I’m only able to answer questions about the unmodified upstream Klipper code. I can’t help once modifications to that code are made.

As you’ve described, Klipper homes by configuring the endstop and trsync to halt the stepper on a trigger, it then sends a series of stepper movements, then on a trigger event it’ll reset its internal state (stop sending new steps, calculate where the toolhead triggered and where the toolhead stopped) and then reset the stepper motor mcu state.

Cheers,
-Kevin

This is Klipper without modifications (except to print the messages being sent by the serial queue so I can see the communication).

It turned out that the reason for the issue was an incorrect stepper position value returned by the stepper_get_position command.

Now, it is trying to home but in some of the attempts, Klipper errors out because the trsync_state response returns a clock value that is past home_end_clock, despite Klipper extending the expire timeout with trsync_set_timeout:

(This is the command/response dump from the “MCU” side)

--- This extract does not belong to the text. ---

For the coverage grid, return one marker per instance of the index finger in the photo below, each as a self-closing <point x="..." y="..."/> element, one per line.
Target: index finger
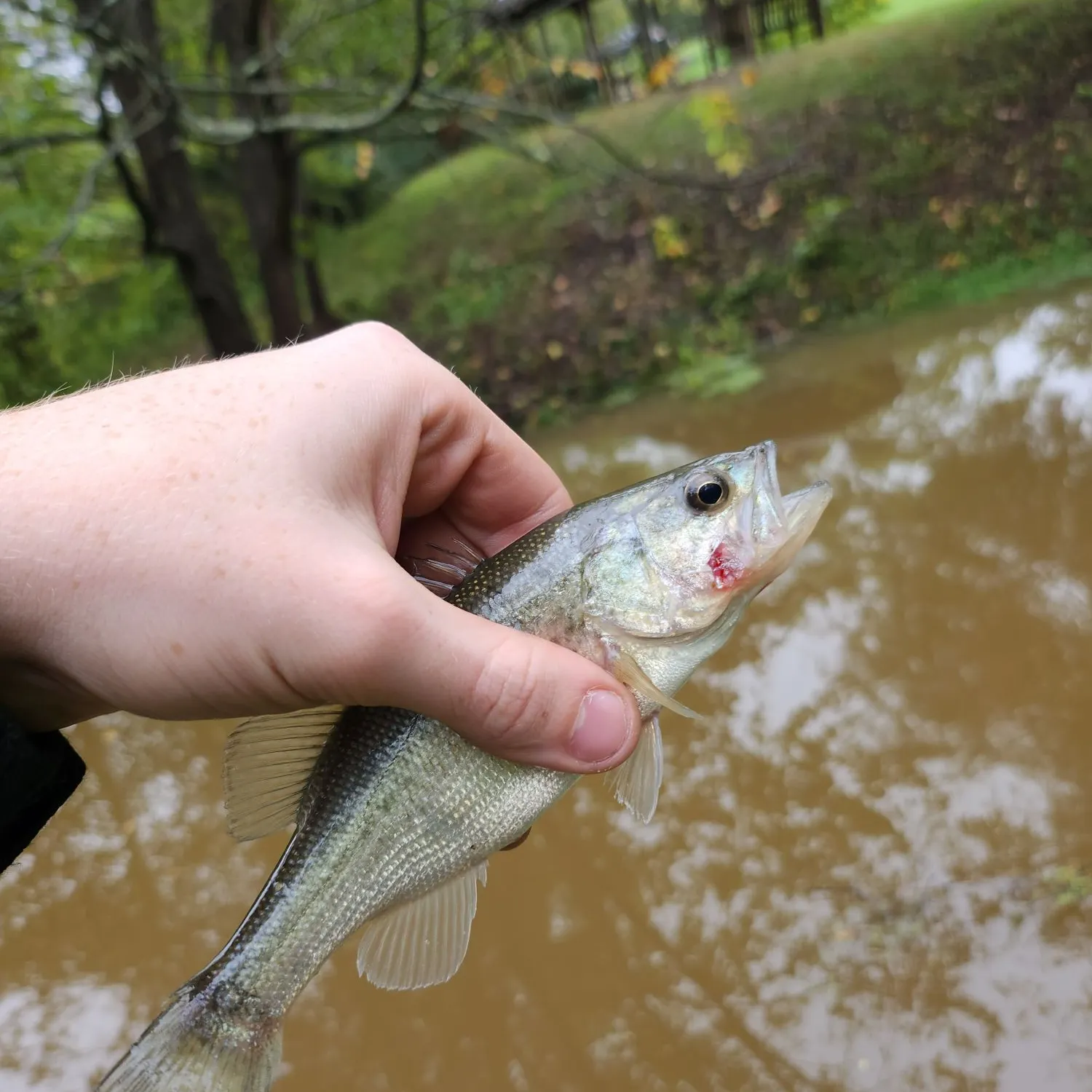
<point x="488" y="483"/>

response[1111698199]: trsync_state oid=10 can_trigger=1 trigger_reason=0 clock=1111698199
request[1111749202]: trsync_set_timeout {'oid': 10, 'clock': 1114698199}
request[1111749202]: trsync_trigger {'oid': 10, 'reason': 3}
stepperZ[8] total step count for move: 4751, queued: 11474
response[1111761961]: trsync_state oid=10 can_trigger=0 trigger_reason=3 clock=1111761961
response[1111761961]: trsync_state oid=10 can_trigger=0 trigger_reason=3 clock=0
request[1111761961]: trsync_trigger {'oid': 10, 'reason': 2}
response[1111761961]: trsync_state oid=10 can_trigger=0 trigger_reason=3 clock=0
request[1111761961]: endstop_home {'oid': 9, 'clock': 0, 'sample_ticks': 0, 'sample_count': 0, 'rest_ticks': 0, 'pin_value': 0, 'trsync_oid': 0, 'trigger_reason': 0}
request[1111761961]: trsync_trigger {'oid': 10, 'reason': 2}
response[1111761961]: trsync_state oid=10 can_trigger=0 trigger_reason=3 clock=0

Now, I trying to understand how the home_end_clock is computed.